I'll go thru given pdf.
Thanks much!
For outgoing packets, the driver, in an OS-dependent fashion, arranges that the packet be handed to the capture mechanism at about the same time that it's handed to the hardware to transmit.
Usually in an operating system the NIC driver is only responsible for direct hardware access (receiving and transmitting of network frames, generating interrupts etc.). If the OS wants to send a frame, it (actually a higher level driver) will create the ethernet frame and pass that to the hardware NIC driver in order to send it. Due to this architecture it is possible to intercept outgoing frames before they are sent, as the capture driver is placed 'somewhere' between the NIC driver (hardware) and the upper layer drivers (ethernet, ip, tcp, etc.).
Systems with BPF (*BSD, OS X, possibly AIX and Solaris 11 but I don't have access to the source): the capture mechanism (BPF) is called by the driver.
Linux: drivers end up calling OS kernel routines such as
dev_hard_start_xmit()
for transmitting packets andnetif_receive_skb()
for received packets, passing them the entire packet, complete with a link-layer header (except when it doesn't...), and those routines hand packets to all PF_PACKET sockets.Other UN*Xes: I don't have access to the source, and so can't check.
Windows: the WinPcap capture mechanism's driver uses the Windows NDIS mechanism, which supplies received packets to a "protocol" (which is what the driver registers itself as) and can also supply transmitted packets if requested to do so (WinPcap requests it to do so). For received packets, the driver hands packets to NDIS to then supply to protocols; I'm not sure where transmitted packets are handled.
OK, Guy, so would you suggest to me scenarios under which dev_hard_start_xmit() sends a packet to a PF_PACKET socket (because, say, dumpcap is running) ... but does not send the packet to the hardware?
I'm facing a case where I can see the DNS lookup on the wire, the ARP exchange on the wire (the receiver is subnet-local) ... but not the TCP SYN. Whereas, the pcap gathered from the host itself sees the DNS exchange, the ARP exchange, and the TCP SYN
client ------- switch -------- {network} ------- server
dumpcap running on the client and a sniffer plugged into a mirror port on the switch
Linux 3.8.0-34-generic #49 precise (Ubuntu 12.04.03 LTS)
Does IPTables twink with dev_hard_start_xmit's behavior? [Not enabled in my case, but I'm wanting to understand the entire space, not just solve my particular issue.]
--sk
good question.
I did a quick test. If you drop frames in the OUTPUT chain, Wireshark will not see them, so iptables handles the packet before the kernel gets a chance to send a copy to dumpcap.

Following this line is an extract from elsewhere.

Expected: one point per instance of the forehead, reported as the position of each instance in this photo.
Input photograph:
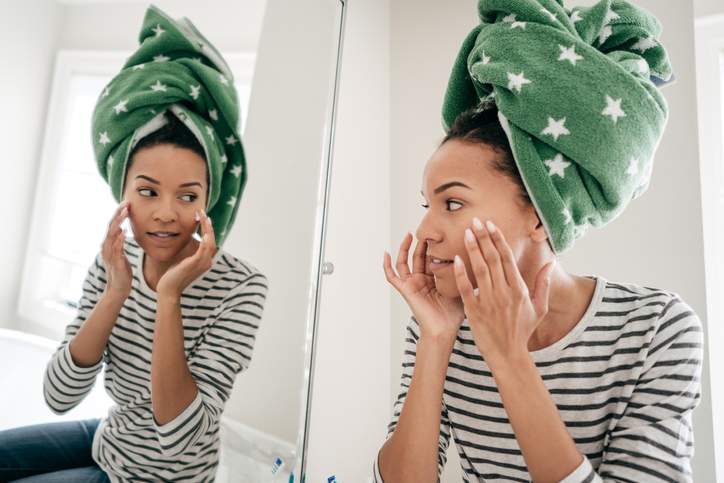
(165, 161)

So, here are some possible explanations that might cause your TCP traffic to appear in Wireshark on the client, but not on the wire. Some of these ideas might sound weird, but that's what I have seen in the wild several times ;-) People configure something and then forget about the fact and then wonder why certain things don't work :-)
There might be other reasons, but without a deeper insight in your environment it's hard to figure out what's going on.